Container Networking
When you run two pods on the same node and they talk to each other, the packets don’t go over the physical network. They go through a software stack inside the kernel: virtual ethernet interfaces, a Linux bridge, and a routing table that only exists on that machine. When the pods are on different nodes, you layer an encapsulation protocol on top of that, or you use BGP to advertise pod subnets as real routes. And when traffic hits a Kubernetes Service, something has to intercept the packet and rewrite the destination before it reaches any of that.
This is the stack from bottom to top.
Network namespaces and veth pairs
Linux network namespaces are the foundation. Each pod gets its own namespace with its own network stack: its own interfaces, routing table, and iptables rules. From inside the pod, it looks like a machine that has exactly one ethernet interface (eth0) and an IP address that belongs to it.
The problem is isolation by itself is useless. You need a way to move packets from one namespace to another. That’s what a veth pair does. A veth is a linked pair of virtual interfaces: anything that enters one end comes out the other. The kernel creates two interfaces and connects them. You put one end (eth0) inside the pod’s namespace and leave the other end (typically named vethXXXXXX) in the root namespace of the host. Now the pod and the host share a wire.
One veth pair gets you pod-to-host. To get pod-to-pod on the same node, you need something to bridge the host ends together. A Linux bridge does this. It acts like a virtual switch: it learns which MAC addresses live on which ports and forwards frames accordingly. All the vethXXXXXX interfaces on the host get plugged into the bridge (usually named cni0 or cbr0 depending on the plugin). The bridge also gets an IP in the pod CIDR, which becomes the default gateway for every pod on the node.
A packet from Pod A to Pod B on the same node: leaves eth0 in pod A’s namespace, crosses the veth pair into the root namespace, gets forwarded by the bridge to the peer veth, crosses back into pod B’s namespace, arrives at eth0. The physical NIC never sees it.
Cross-node traffic: overlay vs underlay
Getting a packet to a pod on a different node requires the host to know how to reach the destination pod IP. There are two broad approaches.
Overlay networks wrap the pod-to-pod packet in a new outer packet addressed to the destination node’s real IP. The most common encapsulation protocols are VXLAN (UDP, port 8472) and IPIP (IP-in-IP). The sending node’s CNI plugin acts as a tunnel endpoint: it receives a pod-addressed frame, wraps it in a UDP datagram destined for the remote node, and sends it. The receiving node unwraps it and delivers the original packet to the destination pod via its veth pair. Neither the pod nor the physical network needs to know about pod IPs. Flannel’s default mode works this way, as does Calico when it falls back to VXLAN on networks that block IPIP.

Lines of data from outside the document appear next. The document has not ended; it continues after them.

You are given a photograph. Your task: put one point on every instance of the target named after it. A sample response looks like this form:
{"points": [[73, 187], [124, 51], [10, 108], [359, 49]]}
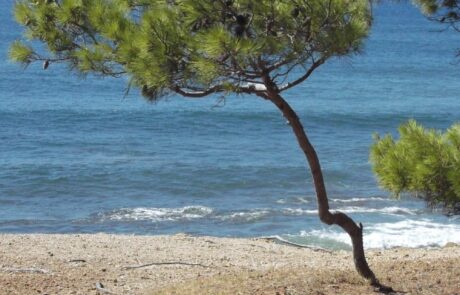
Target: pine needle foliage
{"points": [[191, 47], [424, 163]]}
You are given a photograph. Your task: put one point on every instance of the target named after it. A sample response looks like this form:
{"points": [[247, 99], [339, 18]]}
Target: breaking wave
{"points": [[157, 214], [407, 233], [351, 209]]}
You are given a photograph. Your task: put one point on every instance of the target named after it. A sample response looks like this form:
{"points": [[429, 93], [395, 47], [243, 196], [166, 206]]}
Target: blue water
{"points": [[78, 156]]}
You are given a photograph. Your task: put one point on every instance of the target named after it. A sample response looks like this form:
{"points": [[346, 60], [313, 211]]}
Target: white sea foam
{"points": [[353, 200], [159, 214], [245, 216], [295, 200], [352, 209], [407, 233], [385, 210]]}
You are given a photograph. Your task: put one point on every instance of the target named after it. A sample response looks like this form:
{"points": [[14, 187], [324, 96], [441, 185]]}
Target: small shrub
{"points": [[424, 163]]}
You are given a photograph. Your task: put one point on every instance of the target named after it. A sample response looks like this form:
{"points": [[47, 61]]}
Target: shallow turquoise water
{"points": [[77, 156]]}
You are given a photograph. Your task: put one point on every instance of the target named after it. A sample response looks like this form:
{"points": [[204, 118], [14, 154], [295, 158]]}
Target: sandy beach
{"points": [[182, 264]]}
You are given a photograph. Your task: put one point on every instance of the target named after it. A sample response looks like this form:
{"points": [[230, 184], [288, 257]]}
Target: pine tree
{"points": [[199, 48], [424, 163]]}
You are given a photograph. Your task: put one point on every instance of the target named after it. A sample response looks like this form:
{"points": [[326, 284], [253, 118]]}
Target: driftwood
{"points": [[102, 289], [166, 263], [286, 242], [25, 270], [78, 260]]}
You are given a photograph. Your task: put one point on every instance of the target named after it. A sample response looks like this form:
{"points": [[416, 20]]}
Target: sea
{"points": [[79, 156]]}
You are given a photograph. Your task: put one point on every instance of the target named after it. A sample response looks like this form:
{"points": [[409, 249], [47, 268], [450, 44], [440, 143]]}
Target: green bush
{"points": [[424, 163]]}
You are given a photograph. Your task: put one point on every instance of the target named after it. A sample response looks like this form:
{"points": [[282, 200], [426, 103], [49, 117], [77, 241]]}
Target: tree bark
{"points": [[344, 221]]}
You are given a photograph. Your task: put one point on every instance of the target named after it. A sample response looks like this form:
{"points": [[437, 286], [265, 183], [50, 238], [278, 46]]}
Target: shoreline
{"points": [[132, 264]]}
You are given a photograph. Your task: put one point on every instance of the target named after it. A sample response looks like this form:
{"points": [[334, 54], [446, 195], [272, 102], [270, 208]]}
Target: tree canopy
{"points": [[197, 48], [193, 48]]}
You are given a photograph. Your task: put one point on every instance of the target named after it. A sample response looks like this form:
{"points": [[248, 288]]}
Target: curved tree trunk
{"points": [[346, 223]]}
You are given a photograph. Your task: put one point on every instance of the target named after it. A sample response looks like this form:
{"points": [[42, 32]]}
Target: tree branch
{"points": [[305, 76]]}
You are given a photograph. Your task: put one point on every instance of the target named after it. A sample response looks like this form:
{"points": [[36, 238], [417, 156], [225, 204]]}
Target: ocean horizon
{"points": [[80, 156]]}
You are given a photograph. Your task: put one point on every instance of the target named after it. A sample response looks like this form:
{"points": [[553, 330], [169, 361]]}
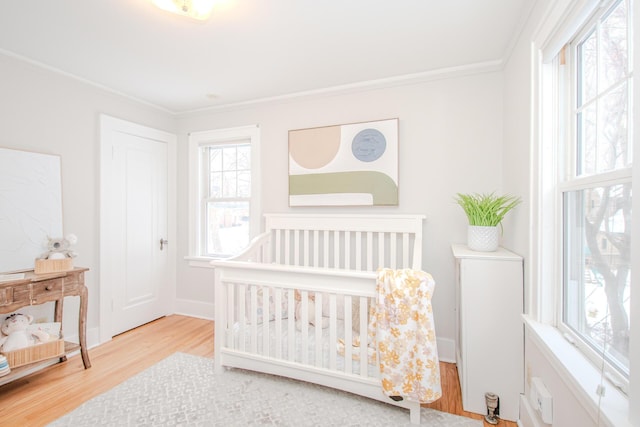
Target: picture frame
{"points": [[352, 164]]}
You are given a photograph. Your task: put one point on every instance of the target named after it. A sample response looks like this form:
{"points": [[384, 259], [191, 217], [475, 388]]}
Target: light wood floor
{"points": [[42, 397]]}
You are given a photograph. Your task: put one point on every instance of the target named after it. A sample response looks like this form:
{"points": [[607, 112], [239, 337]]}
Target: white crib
{"points": [[333, 258]]}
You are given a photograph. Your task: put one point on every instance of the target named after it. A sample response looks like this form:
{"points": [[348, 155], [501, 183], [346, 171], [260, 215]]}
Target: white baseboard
{"points": [[446, 350], [202, 310], [528, 416]]}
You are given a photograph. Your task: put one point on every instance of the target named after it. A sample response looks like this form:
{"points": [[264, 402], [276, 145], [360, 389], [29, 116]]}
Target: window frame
{"points": [[217, 137], [569, 179], [561, 21]]}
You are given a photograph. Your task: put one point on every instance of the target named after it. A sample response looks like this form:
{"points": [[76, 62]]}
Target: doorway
{"points": [[137, 228]]}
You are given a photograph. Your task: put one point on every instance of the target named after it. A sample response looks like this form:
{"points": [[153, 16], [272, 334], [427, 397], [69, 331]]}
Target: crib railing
{"points": [[346, 242], [274, 322]]}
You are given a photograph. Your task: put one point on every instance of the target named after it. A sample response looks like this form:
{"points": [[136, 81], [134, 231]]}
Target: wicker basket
{"points": [[44, 266], [35, 353]]}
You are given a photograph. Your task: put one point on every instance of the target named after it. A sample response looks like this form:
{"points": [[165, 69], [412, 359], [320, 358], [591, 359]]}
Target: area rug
{"points": [[182, 390]]}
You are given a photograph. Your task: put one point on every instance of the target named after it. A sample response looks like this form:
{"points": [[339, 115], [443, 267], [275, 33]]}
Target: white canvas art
{"points": [[30, 206]]}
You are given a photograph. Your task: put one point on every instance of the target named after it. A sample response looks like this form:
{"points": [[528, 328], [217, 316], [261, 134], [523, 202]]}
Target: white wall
{"points": [[450, 141], [47, 112]]}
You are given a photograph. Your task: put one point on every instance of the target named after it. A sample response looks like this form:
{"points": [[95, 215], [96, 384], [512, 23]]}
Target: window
{"points": [[594, 188], [224, 192]]}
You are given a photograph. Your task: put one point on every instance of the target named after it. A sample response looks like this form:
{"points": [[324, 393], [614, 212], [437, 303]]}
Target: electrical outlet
{"points": [[541, 400]]}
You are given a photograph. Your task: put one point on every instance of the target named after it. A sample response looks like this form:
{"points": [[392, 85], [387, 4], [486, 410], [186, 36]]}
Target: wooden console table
{"points": [[35, 289]]}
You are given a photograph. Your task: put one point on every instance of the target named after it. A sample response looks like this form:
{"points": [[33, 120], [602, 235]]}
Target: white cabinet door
{"points": [[490, 345]]}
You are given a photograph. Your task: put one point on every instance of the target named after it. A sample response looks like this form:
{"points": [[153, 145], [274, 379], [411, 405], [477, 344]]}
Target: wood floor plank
{"points": [[42, 397]]}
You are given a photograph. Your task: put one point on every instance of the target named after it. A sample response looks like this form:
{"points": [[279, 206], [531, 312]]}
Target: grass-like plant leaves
{"points": [[486, 209]]}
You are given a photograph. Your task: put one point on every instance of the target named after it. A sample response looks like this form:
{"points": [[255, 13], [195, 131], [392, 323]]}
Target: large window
{"points": [[595, 82], [224, 200]]}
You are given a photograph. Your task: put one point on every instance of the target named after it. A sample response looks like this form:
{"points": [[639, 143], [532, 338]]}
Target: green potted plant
{"points": [[485, 212]]}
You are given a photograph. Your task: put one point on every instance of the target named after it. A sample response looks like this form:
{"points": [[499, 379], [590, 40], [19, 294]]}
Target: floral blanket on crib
{"points": [[402, 328]]}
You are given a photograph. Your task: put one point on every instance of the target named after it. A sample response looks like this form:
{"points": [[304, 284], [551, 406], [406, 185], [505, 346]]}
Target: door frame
{"points": [[108, 126]]}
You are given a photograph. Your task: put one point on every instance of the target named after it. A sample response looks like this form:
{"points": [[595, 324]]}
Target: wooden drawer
{"points": [[17, 296], [49, 290]]}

The overlay is operationally simple because it needs nothing from the physical network. The tradeoff is overhead: every packet carries an extra IP and UDP header (around 50 bytes for VXLAN), encapsulation and decapsulation burn CPU cycles, and the effective MTU available to pods is lower than the physical MTU.
Underlay networks skip the wrapper. Instead, each node advertises its pod subnet as a real route to the rest of the network. Calico does this with BGP: it runs a virtual BGP router on every node. By default, all nodes form an iBGP full mesh where every node peers with every other. That works fine up to around 100 nodes; past that, you switch to route reflectors or peer directly with physical top-of-rack switches and let the data center fabric carry pod routes natively. In this model a pod IP is a real IP from the network’s perspective, there is no encapsulation overhead, and standard network tooling works without modification.

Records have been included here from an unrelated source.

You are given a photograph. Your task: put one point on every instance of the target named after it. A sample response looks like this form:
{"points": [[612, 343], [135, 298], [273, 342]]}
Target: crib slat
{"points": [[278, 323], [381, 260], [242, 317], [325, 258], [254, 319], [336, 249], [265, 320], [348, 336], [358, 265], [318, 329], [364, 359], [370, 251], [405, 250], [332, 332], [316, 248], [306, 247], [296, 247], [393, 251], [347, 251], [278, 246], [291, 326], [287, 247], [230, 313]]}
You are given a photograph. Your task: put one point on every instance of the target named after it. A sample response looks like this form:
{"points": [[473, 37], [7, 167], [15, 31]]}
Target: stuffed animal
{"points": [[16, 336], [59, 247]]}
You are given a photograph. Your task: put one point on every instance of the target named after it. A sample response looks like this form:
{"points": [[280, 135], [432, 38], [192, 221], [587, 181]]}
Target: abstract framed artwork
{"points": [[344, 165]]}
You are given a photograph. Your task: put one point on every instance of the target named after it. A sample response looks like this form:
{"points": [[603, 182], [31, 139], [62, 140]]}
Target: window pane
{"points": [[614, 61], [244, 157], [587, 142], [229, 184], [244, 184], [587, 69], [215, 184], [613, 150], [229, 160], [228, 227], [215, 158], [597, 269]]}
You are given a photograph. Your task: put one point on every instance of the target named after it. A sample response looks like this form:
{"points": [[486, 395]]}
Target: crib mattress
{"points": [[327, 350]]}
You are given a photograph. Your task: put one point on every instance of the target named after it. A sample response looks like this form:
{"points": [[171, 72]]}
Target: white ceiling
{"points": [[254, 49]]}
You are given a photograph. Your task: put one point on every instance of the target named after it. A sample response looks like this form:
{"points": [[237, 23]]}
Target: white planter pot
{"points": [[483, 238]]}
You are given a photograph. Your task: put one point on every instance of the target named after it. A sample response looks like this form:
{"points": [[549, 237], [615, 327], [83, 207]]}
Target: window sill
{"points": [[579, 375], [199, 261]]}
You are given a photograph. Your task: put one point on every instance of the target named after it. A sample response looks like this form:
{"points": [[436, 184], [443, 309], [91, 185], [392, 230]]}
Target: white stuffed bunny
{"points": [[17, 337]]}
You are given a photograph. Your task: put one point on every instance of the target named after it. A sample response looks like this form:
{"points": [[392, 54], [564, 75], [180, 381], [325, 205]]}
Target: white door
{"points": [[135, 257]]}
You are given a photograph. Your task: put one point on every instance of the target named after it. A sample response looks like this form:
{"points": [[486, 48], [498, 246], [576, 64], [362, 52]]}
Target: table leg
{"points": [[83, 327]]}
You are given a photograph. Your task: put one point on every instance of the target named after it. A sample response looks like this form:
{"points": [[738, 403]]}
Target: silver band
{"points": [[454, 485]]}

The choice is mostly about what your physical network allows. Public cloud CNIs often need overlays because the underlying network doesn’t know about pod CIDRs. On-premises with BGP-capable switches, Calico’s underlay mode is common and gives better performance.
CNI: what the plugin interface actually is
CNI is not a daemon, a CRD, or a server. It’s a convention: CNI plugins are ordinary binary executables, and the container runtime (containerd, CRI-O) invokes them directly.
The runtime creates the pod’s network namespace. Then it calls the CNI plugin binary with:
- stdin: a JSON configuration blob specifying the plugin type, network name, IPAM settings, and any plugin-specific options
- environment variables: the container ID, the netns path, the desired interface name inside the namespace, and the operation being requested (ADD, DEL, CHECK, GC)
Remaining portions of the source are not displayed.